In short, stay the course. Let’s take a step back and explain exactly why this is a good idea.

What Happens When You Stay the Course

Let’s assume you began investing in January 2007 at the height of the stock market bubble.

You bought a broad market Total Stock Market Index Fund from Vanguard at $33 per share. You invested $500, which allowed you to purchase 15 shares. You continued to do this every single month.

By the summer, the price was $37 per share. You continued investing that same $500. At that point, $500 only bought 13.5 shares.

However, the fund price dropped back down to $33 per share in January 2008. That same $500 per month bought you 15 shares once again.

By making the same contribution every month, you bought more shares when prices were cheaper and fewer shares when prices were more expensive.

After 2008, the economy collapsed. In January 2009, this index fund cost only $22 per share. You bought 22 new shares every month as you continued investing $500 per month. As prices decreased, you were able to scoop up additional shares with the same amount of money.

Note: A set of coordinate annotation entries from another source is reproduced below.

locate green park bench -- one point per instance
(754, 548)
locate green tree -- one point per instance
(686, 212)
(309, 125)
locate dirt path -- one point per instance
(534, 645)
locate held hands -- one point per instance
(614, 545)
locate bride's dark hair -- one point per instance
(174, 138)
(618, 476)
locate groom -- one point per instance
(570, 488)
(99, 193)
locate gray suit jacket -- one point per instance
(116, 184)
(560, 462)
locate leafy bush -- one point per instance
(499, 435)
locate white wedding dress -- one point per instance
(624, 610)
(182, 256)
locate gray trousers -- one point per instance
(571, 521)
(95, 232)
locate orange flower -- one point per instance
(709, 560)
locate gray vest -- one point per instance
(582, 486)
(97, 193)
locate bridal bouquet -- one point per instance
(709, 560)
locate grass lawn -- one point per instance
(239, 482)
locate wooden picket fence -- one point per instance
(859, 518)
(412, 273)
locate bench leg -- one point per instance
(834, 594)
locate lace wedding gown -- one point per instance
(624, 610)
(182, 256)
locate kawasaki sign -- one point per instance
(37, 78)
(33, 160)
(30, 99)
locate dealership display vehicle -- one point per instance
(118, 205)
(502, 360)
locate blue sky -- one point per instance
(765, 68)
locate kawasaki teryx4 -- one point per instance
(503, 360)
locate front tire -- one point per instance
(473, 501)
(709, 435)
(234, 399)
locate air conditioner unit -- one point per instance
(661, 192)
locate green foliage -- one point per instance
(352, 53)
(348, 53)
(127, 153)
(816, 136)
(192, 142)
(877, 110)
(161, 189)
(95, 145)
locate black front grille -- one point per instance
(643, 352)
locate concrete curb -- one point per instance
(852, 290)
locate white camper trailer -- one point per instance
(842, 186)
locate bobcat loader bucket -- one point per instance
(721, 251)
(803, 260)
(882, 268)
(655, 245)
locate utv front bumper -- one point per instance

Prices returned to their former levels of $33 per share as we began to come out of the recession in 2011. The same $500 per month was once again buying 15 shares. You’re buying fewer shares now that the prices are higher.

What Happens When You Stop Saving

Let’s contrast that against your neighbor’s strategy. He also purchased shares in 2007 at a cost of $33 to $37 per share.

However, when the prices dropped during the recession, your neighbor got scared and stopped buying more stocks. Never catch a falling knife, right?

When prices rebounded in 2011 back to the $33 per share mark, your neighbor started contributing again. What happened as a result?

Your neighbor missed the opportunity to buy in at $22 per share.

He also missed the subsequent 150% growth in prices by avoiding the market during the time it was low. Your neighbor has actually performed far worse then you have.

How to Manage Risk

There’s a normal human tendency to project the present into the future. When the stock market is declining or weak, we’re tempted to believe this bad news will continue on forever.

In reality, the market rises and falls just like a roller coaster. Your job isn’t to try to time the market. It’s to invest in a mix of stocks and bonds proportionate to your age, timeframe, and risk tolerance.

As a very general rule of thumb, 110 minus your age is the proportion of your portfolio that should be in stocks.

The rest should be in bonds or cash equivalents.

For example, if you’re 40, keep 70% of your portfolio in stocks such as stock index funds or ETFs, and keep the remaining 30% in bond funds.

If you want to be a little more conservative, change this equation to 100 minus your age.

There are two key takeaways here.

One is to continue investing every month regardless of what’s happening in the overall market. The second is to adhere to your asset allocation plan. This is your ideal stock and bond portfolio split based on your age and risk tolerance. You shouldn’t base your asset allocation on outside factors beyond your control.